Once the course is in motion, Teaching Assistants can play a range of vital roles that deepen both students' experiential learning and engage and motivate the TAs themselves; one such role is that of a coach to students. In addition, it's important for faculty to model practices and approaches they want TAs to employ and to seek a range of experiences that will create value for everyone involved.
Commission Coaches
The Practice
Empower teaching assistants to act as students' coaches - entrusting them with the knowledge and authority necessary to both challenge and support students – inside and outside of the classroom.
The Principle
Experiential learning pushes students into the Zone of Proximal Development (ZPD) - the developmental space between those things a learner already knows and those things they have the potential to know (Vygotsky, 1978). Students are uniquely positioned to learn in this space, from the combination of cognitive and affective challenges that can be presented. Successful navigation of the ZPD, however, requires that challenges be balanced with affirmations – risks with rewards – so that students are encouraged to step outside their comfort zones.
- Role playing: Marshall Ganz works to develop the capacity of his teaching assistants to coach not only through workshopping and training, but through role playing with peers. Teaching assistants practice grading and instructional facilitation with one another and they also practice coaching conversations in scenarios designed by their peers - both past and present.
- Teaching assistants as sounding boards: According to Karen Brennan, the most important roles teaching assistants can be empowered to play are the roles of coach and sounding board. "It's primarily emotional - social and emotional support for students...[and] it requires empathy with the [people] you're working with...[as well as the ability] to ask questions that are [tailored] and helpful." Being a teaching assistant is, ultimately, "about coaching, encouragement, and feedback."
- Tracking and supporting learners: Ron Heifetz notes that "the more experiential a course is, the more judgment is required in evaluating students and tracking [their individual] learning because the more experiential a course is, the more the learning frontier for each student is different." This requires teaching assistants to exercise their judgment and to treat each student as unique, curating conversations, reflections, and evaluations to their particular needs.
Model Best Practice
The Practice
Model best practices in teaching for both your students and your team.
The Principle
Observation is often the first step towards taking a new action. In experiential learning, students will take their lead from their teaching team. The teaching team, in turn, will take its lead from from its faculty. To ensure the teaching team is receiving the right cues and preparing to take the right actions, faculty should establish norms of practice and behavior that set an example of best practice and set a tone for the experience they want the teaching team to facilitate for their students.
- Expose the good, the bad, and the ugly: Teaching assistants need to be prepared to deal with any number of potential situations - from hyper-motivated high-achieving students to scared students to stressed students to disengaged students. Brian Mandell believes that the best way to prepare them for this reality, is exposing them to this reality. "I'm trying to model the crap and the junk, as well as the good stuff that [teaching assistants] will face in the real world."

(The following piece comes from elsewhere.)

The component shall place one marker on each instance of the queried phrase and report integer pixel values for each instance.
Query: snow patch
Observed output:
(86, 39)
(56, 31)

- Use video: Marshall Ganz and Jorrit de Jong both model extensively with their teaching assistants during training and in their teaching, but they also use videos of past teaching and past experiences to support this work. Ganz describes how his team "models coaching [and] we use videos from previous classes to show good practice and lousy practice or how to intervene."
Create Value
The Practice
Give teaching assistants meaningful work that is clearly connected to the goals of the course and to students' learning.
The Principle
Work that isn't valued isn't performed to the highest standard. Experiential learning requires commitment to the purpose from all of those involved, especially those on the teaching team. Faculty can amplify teaching assistants' enthusiasm and commitment by providing them with clearly defined and visibly important roles in the course and by tying their experiences as teaching assistants to their long-term professional development.
- Let them lead: Each of Brian Mandell's teaching assistants are given the opportunity to teach and debrief students in the classroom. After each class exercise, a teaching assistant will lead the full-class debrief - thus making them responsible for the most important part of the students' learning experience. Although Mandell may chime in with comments, "this is [the teaching assistant's] show."
- Helping select the next generation: Brian Mandell and Karen Brennan both give their teaching assistants a role in selecting those who will replace (or in some cases join) them. Brian gives his teaching assistants a particularly important role in this process by making them "responsible for coming up with a joint and common set of questions [for the] interviews recognizing that ultimately [they will be] be graduating [and it will be] my choice, but they get to [have] input and give their views."
- More than grading, reflecting: In Ron Heifetz's signature course – Exercising Leadership – students write weekly papers that contribute significantly to both their grade and their learning. Teaching assistants are responsible for reviewing these papers, but more than that they are responsible for providing students with the kinds of comments and feedback necessary for formative learning to truly take place.